Background Endotracheal tube cuff pressure must be maintained within a narrow therapeutic range to prevent complications. Cuff pressure is measured and adjusted intermittently. Objectives To assess the accuracy and feasibility of continuous monitoring of cuff pressure, describe changes in cuff pressure over time, and identify clinical factors that influence cuff pressure. Methods In a pilot study, data were collected for a mean of 9.3 hours on 10 patients who were orally intubated and receiving mechanical ventilation. Sixty percent of the patients were white, mean age was 55 years, and mean intubation time was 2.8 days.
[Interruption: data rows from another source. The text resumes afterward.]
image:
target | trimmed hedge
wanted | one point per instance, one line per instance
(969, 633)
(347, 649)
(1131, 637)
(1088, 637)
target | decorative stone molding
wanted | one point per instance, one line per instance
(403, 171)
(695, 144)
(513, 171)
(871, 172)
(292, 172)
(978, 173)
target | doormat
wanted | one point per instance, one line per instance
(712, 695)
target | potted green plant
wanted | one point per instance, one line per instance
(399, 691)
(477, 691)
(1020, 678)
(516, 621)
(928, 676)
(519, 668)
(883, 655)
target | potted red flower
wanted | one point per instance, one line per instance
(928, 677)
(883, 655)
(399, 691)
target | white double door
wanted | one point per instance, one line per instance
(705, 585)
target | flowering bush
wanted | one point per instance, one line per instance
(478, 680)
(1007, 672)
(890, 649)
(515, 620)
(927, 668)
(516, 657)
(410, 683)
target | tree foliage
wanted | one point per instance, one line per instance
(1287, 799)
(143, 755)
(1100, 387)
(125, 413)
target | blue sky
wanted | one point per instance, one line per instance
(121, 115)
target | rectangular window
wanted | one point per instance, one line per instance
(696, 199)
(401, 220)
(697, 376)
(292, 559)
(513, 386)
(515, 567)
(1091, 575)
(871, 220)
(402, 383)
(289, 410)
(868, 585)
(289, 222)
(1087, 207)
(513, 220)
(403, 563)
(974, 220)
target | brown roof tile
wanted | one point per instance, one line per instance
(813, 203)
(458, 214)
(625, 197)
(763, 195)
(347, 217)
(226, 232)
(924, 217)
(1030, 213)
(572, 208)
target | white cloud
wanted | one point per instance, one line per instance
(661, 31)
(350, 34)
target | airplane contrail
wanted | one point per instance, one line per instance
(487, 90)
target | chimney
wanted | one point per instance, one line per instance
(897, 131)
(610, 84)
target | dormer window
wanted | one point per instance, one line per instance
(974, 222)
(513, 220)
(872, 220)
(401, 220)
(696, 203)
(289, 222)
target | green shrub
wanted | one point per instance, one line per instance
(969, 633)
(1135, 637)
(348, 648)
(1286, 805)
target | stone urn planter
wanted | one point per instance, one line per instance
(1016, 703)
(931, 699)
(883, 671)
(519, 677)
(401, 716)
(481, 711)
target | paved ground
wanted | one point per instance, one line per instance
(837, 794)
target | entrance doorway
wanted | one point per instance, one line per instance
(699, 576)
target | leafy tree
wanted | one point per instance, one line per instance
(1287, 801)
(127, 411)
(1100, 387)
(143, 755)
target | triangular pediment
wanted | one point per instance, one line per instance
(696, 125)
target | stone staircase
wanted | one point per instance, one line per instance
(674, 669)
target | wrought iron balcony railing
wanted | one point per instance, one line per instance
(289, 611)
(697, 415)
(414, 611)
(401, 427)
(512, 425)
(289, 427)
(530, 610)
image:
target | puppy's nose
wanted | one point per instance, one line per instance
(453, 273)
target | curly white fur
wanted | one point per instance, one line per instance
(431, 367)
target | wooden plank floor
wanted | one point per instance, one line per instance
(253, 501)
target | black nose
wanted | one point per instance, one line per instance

The initial cuff pressure was adjusted to a minimum of 20 cm H 2 O. The pilot balloon of the endotracheal tube was connected to a transducer and a pressure monitor. Cuff pressure was recorded every 0.008 seconds during a typical 12-hour shift and was reduced to 1-minute means. Patient care activities and interventions were recorded on a personal digital assistant. Results Values obtained with the cufflator-manometer and the transducer were congruent. Only 54% of cuff pressure measurements were within the recommended range of 20 to 30 cm H 2 O. The cuff pressure was high in 16% of measurements and low in 30%. No statistically significant changes over time were noted. Endotracheal suctioning, coughing, and positioning affected cuff pressure. Conclusions Continuous monitoring of cuff pressure is feasible, accurate, and safe. Cuff pressures vary widely among patients.